Q: How to approach a good hypothesis class?

A: Approaching a good hypothesis class is undoubtedly a very important question in the field of practical machine learning. Unfortunately, the best answer to the question is “based on previous knowledge of the problem under consideration”. Obviously, it does not provide any recipe for how to proceed and requires from the researches deep understanding of the problem and experience. In certain sense, choosing “proper” hypothesis class is more an “art” than a “science”.

Q: P49 of the book, Remark 3.2, why the algorithm will return a outside of H?

A: The “optimal” solution might be a bit outside of the hypothesis class. When it is impossible to find a solution within some constraints, it can be reasonable to relax those constraints. After relaxation, we are more likely to find a solution.

Q: P57,Remark 4.1(“Discretization trick”). Is it really a trick to solve problem or something we have to deal with?

A: First of all, let us pay attention, that authors of the book put the name of the remark into quotes. Given that, authors, probably, wanted to pay attention to the fact when we are dealing with practical tasks and computers, we have a useful tool “to get a very good estimate of the practical sample complexity of infinite hypothesis classes”

Q: The bound of PAC learnability and bound of agnostic PAC learnability is different, why? and which part of the assumption makes the difference?
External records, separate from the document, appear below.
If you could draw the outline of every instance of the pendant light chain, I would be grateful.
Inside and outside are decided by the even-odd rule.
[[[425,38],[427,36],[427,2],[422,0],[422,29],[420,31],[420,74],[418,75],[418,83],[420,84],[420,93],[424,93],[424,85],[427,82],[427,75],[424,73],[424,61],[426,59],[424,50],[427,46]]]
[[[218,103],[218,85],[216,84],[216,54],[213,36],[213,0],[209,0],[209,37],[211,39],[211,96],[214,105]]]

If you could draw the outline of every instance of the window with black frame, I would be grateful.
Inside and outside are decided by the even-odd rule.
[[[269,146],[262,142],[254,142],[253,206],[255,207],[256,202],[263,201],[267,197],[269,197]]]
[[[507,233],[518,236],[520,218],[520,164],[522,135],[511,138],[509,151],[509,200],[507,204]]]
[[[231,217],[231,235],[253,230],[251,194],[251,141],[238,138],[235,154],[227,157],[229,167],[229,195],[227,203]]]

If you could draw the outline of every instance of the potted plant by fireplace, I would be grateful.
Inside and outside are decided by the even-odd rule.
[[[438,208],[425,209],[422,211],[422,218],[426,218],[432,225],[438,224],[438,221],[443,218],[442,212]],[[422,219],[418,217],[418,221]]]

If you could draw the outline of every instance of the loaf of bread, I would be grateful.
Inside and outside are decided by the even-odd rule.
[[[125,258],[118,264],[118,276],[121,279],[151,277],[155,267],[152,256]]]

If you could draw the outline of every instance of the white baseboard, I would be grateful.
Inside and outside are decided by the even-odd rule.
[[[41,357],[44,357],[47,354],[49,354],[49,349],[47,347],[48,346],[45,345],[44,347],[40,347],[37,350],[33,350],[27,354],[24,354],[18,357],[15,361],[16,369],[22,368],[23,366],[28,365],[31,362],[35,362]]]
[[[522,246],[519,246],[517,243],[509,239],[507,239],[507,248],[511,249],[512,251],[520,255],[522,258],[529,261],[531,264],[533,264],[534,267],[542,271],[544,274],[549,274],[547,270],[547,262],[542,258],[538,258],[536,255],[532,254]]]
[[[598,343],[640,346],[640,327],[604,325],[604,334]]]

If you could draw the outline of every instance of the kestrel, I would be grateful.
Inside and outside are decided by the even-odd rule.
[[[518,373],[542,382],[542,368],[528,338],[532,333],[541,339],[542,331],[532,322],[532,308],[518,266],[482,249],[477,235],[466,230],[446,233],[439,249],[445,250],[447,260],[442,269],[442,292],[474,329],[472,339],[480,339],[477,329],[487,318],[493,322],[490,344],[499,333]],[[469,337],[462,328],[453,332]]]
A: If we look at the definitions of PAC and Agnostic PAC learnabilities, we would find, that the definitions are very similar, but still they have some differences, which lead to different bounds. The main difference is, of course, that Agnostic PAC tries to find a hypothesis, whose error is not much larger than the best error achievable by a hypothesis from the hypothesis class, while PAC tries to find a hypothesis with an arbitrary small error. Because of this difference, the function $m_H(\epsilon, \delta)$ should be defined differently for PAC and Agnostic PAC.